Studiato per contrastare la fibrillazione atriale, il farmaco riduce la mortalità per tutte le cause, l’ictus ischemico e i sanguinamenti maggiori.
Durante il congresso della Società Europea di Cardiologia (ESC) sono stati presentati i dati a quattro anni di follow-up dell’assunzione del farmaco edoxaban, anticoagulante orale non antagonista della vitamina K (NOAC) somministrato a pazienti con fibrillazione atriale (AF).
Lo studio corrispondente è l’ETNA-AF Europe, che coinvolge 13.164 pazienti afferenti a dieci Paesi europei, trattati con 30 mg o 60 mg di edoxaban: dopo 4 anni, appunto, il tasso annualizzato di mortalità per tutte le cause è del 4,1%, mentre quello di mortalità cardiovascolare è dell’1%.
Da sottolineare che i tassi risultano maggiori nella coorte trattata con solo 30 mg, rispetto ai 60 mg, differenza che si registra anche per tassi di sanguinamento maggiore (0,9% l’anno) e sanguinamento gastrointestinale maggiore (0,4% l’anno).
Simili, invece, nei due gruppi gli esiti per altri tassi annualizzati: quello per ictus (0,6%), attacco ischemico transitorio (0,3%), eventi embolitici sistemici (0,1%), emorragia intracranica (0,2% l’anno).
Da sottolineare che spesso i pazienti trattati con 30 mg di farmaco sono anche anziani, e quindi più fragili, il che può spiegare la ragione delle differenze di esito tra i due dosaggi per alcuni outcome.
«I dati ETNA-AF a quattro anni rafforzano ancora una volta il beneficio clinico dell’uso dei NOAC nei pazienti affetti da fibrillazione atriale, in particolare in quelli in cui è necessario gestire con attenzione anche comorbilità come diabete, scompenso cardiaco o fragilità, e ciò rappresenta un’ulteriore rassicurazione per la nostra pratica clinica», ha dichiarato Raffaele De Caterina, professore di Cardiologia presso l’Università di Pisa e direttore della Divisione di Cardiologia Universitaria dell’Azienda Ospedaliera Universitaria Pisana.
Studi su pazienti con aritmie non ancora conclamate in FA
Durante il Congresso sono stati presentati anche i risultati dello studio clinico NOAH-AFNET 6 che indaga la sicurezza e l’efficacia della terapia orale anticoagulante in pazienti con episodi ad alta frequenza atriale (AHRE) ma senza FA documentata.

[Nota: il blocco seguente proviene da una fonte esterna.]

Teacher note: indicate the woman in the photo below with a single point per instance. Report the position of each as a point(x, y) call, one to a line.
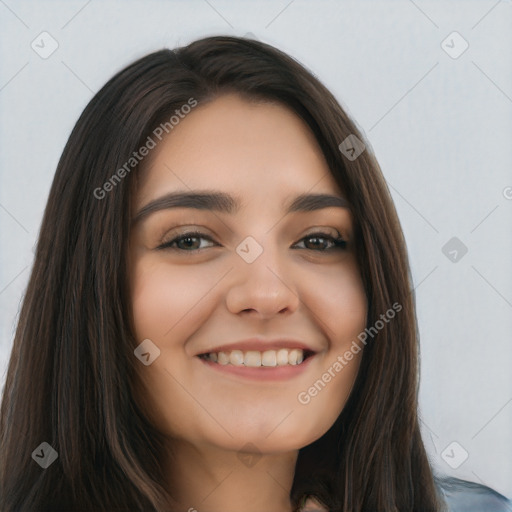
point(272, 366)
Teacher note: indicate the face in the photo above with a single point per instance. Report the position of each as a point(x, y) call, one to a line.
point(251, 277)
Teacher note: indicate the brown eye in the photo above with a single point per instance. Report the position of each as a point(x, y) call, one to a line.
point(189, 242)
point(323, 242)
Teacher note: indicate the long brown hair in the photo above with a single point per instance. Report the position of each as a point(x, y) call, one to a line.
point(72, 374)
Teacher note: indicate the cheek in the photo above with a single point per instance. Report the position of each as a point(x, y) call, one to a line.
point(164, 296)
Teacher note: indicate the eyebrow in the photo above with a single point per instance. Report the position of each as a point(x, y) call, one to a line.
point(226, 203)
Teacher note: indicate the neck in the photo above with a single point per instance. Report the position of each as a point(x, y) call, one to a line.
point(211, 479)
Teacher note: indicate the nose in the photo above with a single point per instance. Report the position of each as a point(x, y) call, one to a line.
point(262, 288)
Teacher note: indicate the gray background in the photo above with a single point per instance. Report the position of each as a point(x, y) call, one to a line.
point(440, 126)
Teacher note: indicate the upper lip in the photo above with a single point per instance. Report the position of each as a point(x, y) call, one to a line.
point(259, 344)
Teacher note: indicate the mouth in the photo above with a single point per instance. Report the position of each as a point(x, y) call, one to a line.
point(278, 364)
point(259, 359)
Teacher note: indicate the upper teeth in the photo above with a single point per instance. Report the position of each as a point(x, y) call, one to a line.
point(279, 357)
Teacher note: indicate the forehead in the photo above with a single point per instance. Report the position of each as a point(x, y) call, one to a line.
point(260, 150)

Si tratta di un Investigator Initiated Study (IIS) che ha arruolato 2,536 pazienti per un periodo medio di 21 mesi: 1270 in terapia con edoxaban e gli altri con un placebo. Si è visto, in questo caso, che il farmaco non migliora gli outcome di questi soggetti, aumentando invece i sanguinamenti.
Si conferma dunque l’importanza di seguire le indicazioni approvate. Inoltre, le evidenze dello studio NOAH-AFNET 6 sottolinea sia la necessità di una documentazione ECG della fibrillazione atriale prima di iniziare il trattamento anticoagulante in questi pazienti sia il bisogno di ulteriori ricerche volte a comprendere meglio il rischio di ictus insito nell’AHRE.

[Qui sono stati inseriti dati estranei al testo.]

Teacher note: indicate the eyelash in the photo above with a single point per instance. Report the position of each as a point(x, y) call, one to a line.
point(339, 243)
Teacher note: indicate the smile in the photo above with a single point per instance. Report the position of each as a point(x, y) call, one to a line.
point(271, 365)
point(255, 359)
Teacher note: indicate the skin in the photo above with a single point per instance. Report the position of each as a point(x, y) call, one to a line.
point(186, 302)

In arrivo nuovi studi per meglio caratterizzare il trattamento dei fragili con FA
Molti dei pazienti con FA sono anziani o soggetti fragili, con comorbidità. Per questo è importante caratterizzare al meglio il trattamento. A tal fine, sono stati pensati degli studi ad hoc che partono da ETN-AF: uno sulla persistenza del trattamento con edoxaban in pazienti con FA; una sotto-analisi sulle caratteristiche demografiche e cliniche per capire se possano essere predittivi di esiti avversi.
Altri studi sono: una sotto-analisi di ENVISAGE-TAVI AF nella quale si valutano gli esiti di una stratificazione dei pazienti in terapia con anticoagulante orale in termini di riduzione della dose e all’età avanzata; analisi integrata di parametri di outcome in pazienti con FA che assumono edoxoban contro un altro antagonista della vitamina K.